Fiscal measures unveiled in Chancellor George Osborne's 2013 Autumn Statement will have little impact on the UK economy, according to the Bank of England.

Members of the BoE's rate-setting Monetary Policy Committee (MPC) are also concerned about the UK recovery because both business investment and export demand are weak and robust household consumption depends on a reversal of the on-going real-terms fall in wages.

Among measures announced in Osborne's Autumn Statement were a further 1.1% budget cut to some Whitehall departments, a freeze on fuel duty until 2015/16, a cap on the business rates rise in 2014/15, and an updated plan for infrastructure investment over the coming years.

"The Committee had been briefed on the fiscal policy measures to be announced by the chancellor in the Autumn Statement," said minutes from the MPC's December meeting led by Governor Mark Carney.
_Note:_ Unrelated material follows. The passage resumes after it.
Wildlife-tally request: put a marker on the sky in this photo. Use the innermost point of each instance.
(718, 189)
"Preliminary analysis had suggested that their impact on the macroeconomic outlook over the Committee's forecast horizon was likely to be small."

Osborne had hoped for a trade-led recovery, but the global economic slowdown and eurozone crisis dented demand for UK exports. Instead, rising household consumption despite falling incomes is supporting UK growth.
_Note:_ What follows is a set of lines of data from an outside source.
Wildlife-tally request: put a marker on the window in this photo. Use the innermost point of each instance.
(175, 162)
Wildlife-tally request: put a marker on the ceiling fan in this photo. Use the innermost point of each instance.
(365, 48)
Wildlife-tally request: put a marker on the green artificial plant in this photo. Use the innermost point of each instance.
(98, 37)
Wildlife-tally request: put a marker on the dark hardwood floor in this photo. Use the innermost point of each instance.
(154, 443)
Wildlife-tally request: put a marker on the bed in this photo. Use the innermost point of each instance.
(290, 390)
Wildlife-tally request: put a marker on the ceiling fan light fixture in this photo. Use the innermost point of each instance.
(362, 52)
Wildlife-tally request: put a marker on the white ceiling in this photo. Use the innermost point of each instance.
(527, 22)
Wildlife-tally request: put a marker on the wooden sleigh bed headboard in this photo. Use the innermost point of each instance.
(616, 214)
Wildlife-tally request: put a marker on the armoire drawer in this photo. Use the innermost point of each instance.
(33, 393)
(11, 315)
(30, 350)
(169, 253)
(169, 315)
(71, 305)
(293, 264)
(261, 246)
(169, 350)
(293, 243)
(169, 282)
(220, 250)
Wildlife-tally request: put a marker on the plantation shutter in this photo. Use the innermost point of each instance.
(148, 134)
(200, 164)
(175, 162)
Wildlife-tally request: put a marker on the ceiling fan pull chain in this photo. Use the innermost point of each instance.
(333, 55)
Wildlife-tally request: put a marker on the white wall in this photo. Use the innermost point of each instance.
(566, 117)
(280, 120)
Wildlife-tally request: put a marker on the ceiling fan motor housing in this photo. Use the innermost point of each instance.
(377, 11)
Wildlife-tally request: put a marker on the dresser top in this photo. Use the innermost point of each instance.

Independent fiscal watchdog the Office for Budget Responsibility (OBR) forecasts net trade to be flat over the next few years and business investment to be slower in 2014 than it previously thought, despite the emerging recovery.

The BoE minutes said continued weakness in the euro area made it unlikely that external demand for UK exports would support the recovery.

"Beyond the near term, it seemed likely that, for the recovery to be sustained, a pickup in business spending would be necessary," said the minutes.

"The initial ONS data had suggested that business investment had risen in Q3, although by less than the Committee had expected. Such early estimates were prone to revision, however."

Policymakers also noted "recent signs that a recovery in business investment might be underway."

They cited the Confederation of British Industry's (CBI) service sector survey in November where firms reported growing investment intentions for the next few months.

The MPC voted to keep the interest rate at its record-low 0.5% and gilt-purchasing quantitative easing programme at a £375bn target value.